If the Victorian Government wishes to ditch the Federal Government’s mobile phone black spot program — so be it.
But we do expect improved results from any replacement scheme.
Consumers would not be too fussy whichever tier of government delivers funding — as long as the funds are delivered and the service is improved.
In our backyard, Katandra West mobile phone users would be grateful for any improvement, having lived for years with unreliable service and then missing out on black spot funding just more than a year ago.
Residents at that time said they were ‘‘sick and tired’’ of years of poor coverage.
So we hope the Victorian Government’s decision to leave the federal program and set up its own scheme will improve the lives of regional Victorians such as the good people of Katandra West.
We also hope the issue is not about to be treated as a political football — with the state Labor government accusing federal Liberals of delivering funds to black spots based on political interest, rather than need.
On the face of it, the Victorian Government has a point. Out of the Federal Government’s chosen 109 ‘‘priority locations’’, 16 sites are in Victoria, and all are in Coalition-held electorates.
Across the country, 24 of the 109 locations were in marginal non-government seats.
But the Federal Government has said the chosen sites had been overlooked previously.
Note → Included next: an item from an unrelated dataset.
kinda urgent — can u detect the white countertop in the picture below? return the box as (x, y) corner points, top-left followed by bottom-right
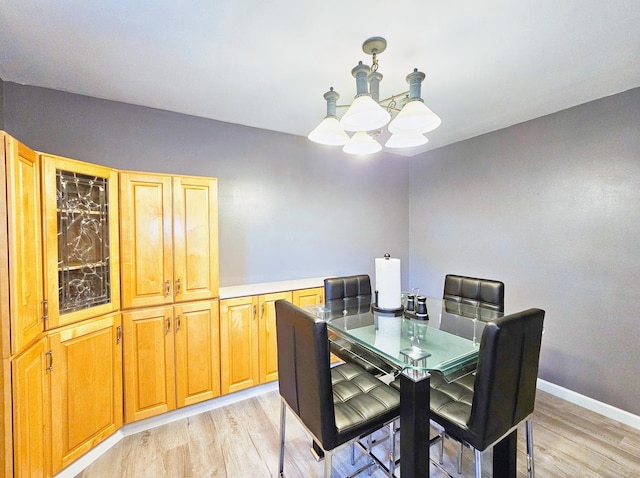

At the end of the day, phone users in regional areas just want connectivity.
Who is to say the Andrews Government’s choice of mobile phone tower locations will not also be subject to bias?
Judging one community’s needs over another must be fraught with difficulties.
The only people to be truly competent and objective must surely be the technical experts.
Perhaps the choice of locations should be entrusted to an independent body with as little political involvement as possible.